There are two points to consider here.
Firstly, you were contributing to the rules being broken, ergo you should have gone home. Being squashed on a bench with six others wasn’t mandatory, it was a choice you made for yourself. Even if the pub hadn’t put the correct measures in place, you still chose to stay there.
/secondly following vaccination, the death rate and the hospitalisation rate from COVID has dropped dramatically. While there is some concern that vaccinations may not be as effective against new variants, this is an unknown. Added to which, the idea has never been to eradicate COVID, only to control it. COVID is always going to be here. People will always catch it, and they will always die from it, much as they do now with the flu. But we hopefully won’t go back to a situation where it sweeps through the population as it has done in the past year. Other pandemics such as the Spanish flu show that this is unlikely to be the case.
Therefore, there comes a point when we have to open up and allow life to return to normal. There has to be a balance.
I think that there are some measures such as masks which will become a more permanent or at least regular fixture such as in the flu season, and as mask averse as some people are I actually believe that this should be the case. Other countries manage it and have done for years, I don’t see any reason why we shouldn’t as well, especially if it means less hospitalisation and deaths from flu.
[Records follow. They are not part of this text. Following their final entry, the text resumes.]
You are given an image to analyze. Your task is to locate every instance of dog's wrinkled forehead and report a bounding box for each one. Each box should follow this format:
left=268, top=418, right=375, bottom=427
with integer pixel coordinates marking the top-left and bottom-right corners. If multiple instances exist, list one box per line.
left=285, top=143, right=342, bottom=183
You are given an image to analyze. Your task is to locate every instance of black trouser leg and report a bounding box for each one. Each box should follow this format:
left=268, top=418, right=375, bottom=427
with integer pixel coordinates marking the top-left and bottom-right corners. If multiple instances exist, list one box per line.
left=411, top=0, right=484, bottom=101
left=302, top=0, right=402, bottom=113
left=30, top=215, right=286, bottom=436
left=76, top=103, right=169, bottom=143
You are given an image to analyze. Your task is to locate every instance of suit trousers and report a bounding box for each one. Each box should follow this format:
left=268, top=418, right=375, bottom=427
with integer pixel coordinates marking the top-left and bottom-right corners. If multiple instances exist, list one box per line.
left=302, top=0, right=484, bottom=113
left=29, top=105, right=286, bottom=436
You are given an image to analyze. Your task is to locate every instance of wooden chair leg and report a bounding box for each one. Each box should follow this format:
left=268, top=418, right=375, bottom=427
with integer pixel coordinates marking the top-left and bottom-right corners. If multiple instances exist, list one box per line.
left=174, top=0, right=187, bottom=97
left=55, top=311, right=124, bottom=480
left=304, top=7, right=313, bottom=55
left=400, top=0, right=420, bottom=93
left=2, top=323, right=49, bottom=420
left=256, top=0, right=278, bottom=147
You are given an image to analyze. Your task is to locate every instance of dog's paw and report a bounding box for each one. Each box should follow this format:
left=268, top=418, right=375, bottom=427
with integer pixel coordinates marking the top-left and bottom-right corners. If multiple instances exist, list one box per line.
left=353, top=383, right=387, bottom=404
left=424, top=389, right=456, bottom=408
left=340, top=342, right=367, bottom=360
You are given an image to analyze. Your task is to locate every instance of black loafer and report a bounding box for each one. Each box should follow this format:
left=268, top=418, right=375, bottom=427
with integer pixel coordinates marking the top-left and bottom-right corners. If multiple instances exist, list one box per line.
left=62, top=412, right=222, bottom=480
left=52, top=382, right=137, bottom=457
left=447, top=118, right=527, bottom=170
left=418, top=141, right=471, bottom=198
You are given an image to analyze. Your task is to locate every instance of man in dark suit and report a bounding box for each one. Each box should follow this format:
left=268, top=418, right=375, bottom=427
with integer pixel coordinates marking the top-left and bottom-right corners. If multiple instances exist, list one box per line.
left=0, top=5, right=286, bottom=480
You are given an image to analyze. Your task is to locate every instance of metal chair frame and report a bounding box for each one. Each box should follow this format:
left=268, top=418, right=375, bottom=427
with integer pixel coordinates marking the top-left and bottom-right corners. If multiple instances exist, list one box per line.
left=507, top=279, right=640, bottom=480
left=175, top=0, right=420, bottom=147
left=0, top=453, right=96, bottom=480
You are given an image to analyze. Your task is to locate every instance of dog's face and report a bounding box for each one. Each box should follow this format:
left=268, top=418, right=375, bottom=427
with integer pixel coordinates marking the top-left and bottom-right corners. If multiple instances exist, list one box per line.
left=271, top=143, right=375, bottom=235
But we literally cannot stay in lockdown forever. That goes against everything that we are as human beings.
PS: I have shielded for the best part of the past year. I have seen my partner maybe 5 times, and most recently not since December since we don’t live together. I was told that if I catch COVID I would be unlikely to survive. But I have been vaccinated.
But surviving COVID i no longer enough. What’s the point in surviving if we’re not actually living.
So if after this I happen to catch COVID and die, then so be it. That doesn’t mean that I advocate throwing caution to the wind, but there does have to come a point when we weigh up the risks. Against the achievements we’ve made.